Forse in ragione del precedente fallimento, ancora più rischioso fu il secondo tentativo, la notte del 13 febbraio 2009, presso l’ufficio postale di via Suor Maria  Dolores De Maio.
In questo caso ad agire furono il solito Di Maria, Giuffrè, Lo Verso e D’India.
Di Maria immise, attraverso la feritoia della cassa continua, una grossa quantità di acetilene tale da provocare una forte esplosione che mandò in frantumi una grossa porzione della facciata dell’ufficio postale e del bancomat ma non la sua parte interna, quella in cui era custodito il denaro. La deflagrazione ed il boato richiamarono naturalmente l’attenzione dei residenti che non tardarono ad avvisare il “113”.
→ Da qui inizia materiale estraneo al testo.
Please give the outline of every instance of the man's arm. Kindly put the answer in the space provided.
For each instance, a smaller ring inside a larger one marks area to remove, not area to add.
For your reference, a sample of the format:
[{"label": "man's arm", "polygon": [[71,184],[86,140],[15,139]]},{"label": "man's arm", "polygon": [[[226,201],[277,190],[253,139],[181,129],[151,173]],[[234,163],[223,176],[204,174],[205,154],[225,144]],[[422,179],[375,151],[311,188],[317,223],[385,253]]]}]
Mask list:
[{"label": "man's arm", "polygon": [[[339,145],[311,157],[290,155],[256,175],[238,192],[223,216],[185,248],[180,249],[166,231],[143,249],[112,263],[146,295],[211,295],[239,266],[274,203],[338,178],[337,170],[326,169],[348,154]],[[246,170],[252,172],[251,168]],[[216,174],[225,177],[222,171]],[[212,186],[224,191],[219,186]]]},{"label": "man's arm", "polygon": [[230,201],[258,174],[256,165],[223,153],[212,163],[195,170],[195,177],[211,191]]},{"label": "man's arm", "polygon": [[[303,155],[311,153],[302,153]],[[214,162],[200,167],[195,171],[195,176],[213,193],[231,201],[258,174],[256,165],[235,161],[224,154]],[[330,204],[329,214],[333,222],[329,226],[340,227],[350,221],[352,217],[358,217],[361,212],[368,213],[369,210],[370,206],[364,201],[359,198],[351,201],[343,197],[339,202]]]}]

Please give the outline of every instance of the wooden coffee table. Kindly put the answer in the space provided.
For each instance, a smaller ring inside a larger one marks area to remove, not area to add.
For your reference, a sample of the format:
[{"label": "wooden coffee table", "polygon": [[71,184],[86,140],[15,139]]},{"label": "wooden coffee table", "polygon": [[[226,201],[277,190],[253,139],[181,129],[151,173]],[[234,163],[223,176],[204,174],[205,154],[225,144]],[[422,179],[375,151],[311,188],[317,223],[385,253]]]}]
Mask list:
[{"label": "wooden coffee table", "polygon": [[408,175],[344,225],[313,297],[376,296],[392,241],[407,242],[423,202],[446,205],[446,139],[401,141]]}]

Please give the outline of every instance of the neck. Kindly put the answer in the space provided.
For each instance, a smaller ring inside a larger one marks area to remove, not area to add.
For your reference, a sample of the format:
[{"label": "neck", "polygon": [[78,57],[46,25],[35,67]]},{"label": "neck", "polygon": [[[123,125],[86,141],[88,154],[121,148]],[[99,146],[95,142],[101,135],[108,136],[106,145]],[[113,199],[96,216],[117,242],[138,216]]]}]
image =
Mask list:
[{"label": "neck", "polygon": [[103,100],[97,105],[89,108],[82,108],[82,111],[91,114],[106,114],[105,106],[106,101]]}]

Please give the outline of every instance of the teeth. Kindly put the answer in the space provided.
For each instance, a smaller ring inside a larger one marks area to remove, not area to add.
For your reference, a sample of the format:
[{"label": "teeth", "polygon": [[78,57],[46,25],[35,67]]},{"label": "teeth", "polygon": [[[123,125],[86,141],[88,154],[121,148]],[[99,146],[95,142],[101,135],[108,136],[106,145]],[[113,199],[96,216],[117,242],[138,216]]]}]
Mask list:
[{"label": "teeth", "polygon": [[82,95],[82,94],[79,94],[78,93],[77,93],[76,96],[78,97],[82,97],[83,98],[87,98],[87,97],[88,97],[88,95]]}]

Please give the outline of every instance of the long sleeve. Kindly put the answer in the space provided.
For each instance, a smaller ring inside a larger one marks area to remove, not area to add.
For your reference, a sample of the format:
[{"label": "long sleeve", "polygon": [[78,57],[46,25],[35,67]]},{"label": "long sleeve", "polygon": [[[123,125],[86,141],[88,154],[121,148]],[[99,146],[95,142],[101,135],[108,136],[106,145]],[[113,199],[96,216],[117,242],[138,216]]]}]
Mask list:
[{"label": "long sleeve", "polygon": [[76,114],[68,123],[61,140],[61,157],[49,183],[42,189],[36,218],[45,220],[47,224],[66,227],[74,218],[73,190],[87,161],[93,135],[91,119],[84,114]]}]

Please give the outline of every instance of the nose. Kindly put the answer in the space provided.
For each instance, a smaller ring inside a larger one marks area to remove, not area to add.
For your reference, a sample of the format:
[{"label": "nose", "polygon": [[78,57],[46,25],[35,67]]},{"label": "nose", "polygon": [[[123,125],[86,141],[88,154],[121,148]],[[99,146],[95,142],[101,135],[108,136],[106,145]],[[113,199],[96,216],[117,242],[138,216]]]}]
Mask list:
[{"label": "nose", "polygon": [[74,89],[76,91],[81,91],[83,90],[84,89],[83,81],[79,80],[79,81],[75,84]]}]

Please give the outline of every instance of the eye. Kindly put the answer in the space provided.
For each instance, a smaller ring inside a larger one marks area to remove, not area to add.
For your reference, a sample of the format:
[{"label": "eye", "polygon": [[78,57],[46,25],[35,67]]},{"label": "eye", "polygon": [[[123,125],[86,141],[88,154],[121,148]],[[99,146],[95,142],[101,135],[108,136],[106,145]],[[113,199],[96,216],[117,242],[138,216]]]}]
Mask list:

Una volante della Polizia giunse in via Mater Dolorosa e trasse in arresto Di Maria che non si era voluto rassegnare al secondo fallimento. Di Maria fu bloccato dopo un improbabile tentativo di fuga con il volto ancora annerito dalla fuliggine dell’esplosione. Anche nei casi dei tentativi di furto ai bancomat, le indagini della Squadra Mobile hanno accertato come i colpi siano stati preceduti da accurati sopralluoghi volti a studiare la consistenza dei materiali da far esplodere per giungere al denaro. Numerose le precauzioni adottate anche in queste circostanze, non ultima quella di avere  effettuato le “visite” negli uffici interessati con oltre 24 ore di anticipo rispetto al colpo, cosicché le immagini registrate dalle telecamere a circuito chiuso sarebbero state automaticamente cancellate. I poliziotti ritengono che, per ciò che concerne i tentati furti ai bancomat, la mente e l’ideatore dei colpi sia stato D’India Marcello, capace di pianificare i blitz nei minimi dettagli, nonché di fornire strategie e luoghi di fuga ai complici che materialmente agirono sulle casse continue. E’ verosimile che gli arrestati si siano resi responsabili di altri tentati furti a bancomat ed efferate rapine registrate dalle Forze dell’Ordine negli ultimi mesi ed indagini sono in corso in tal senso.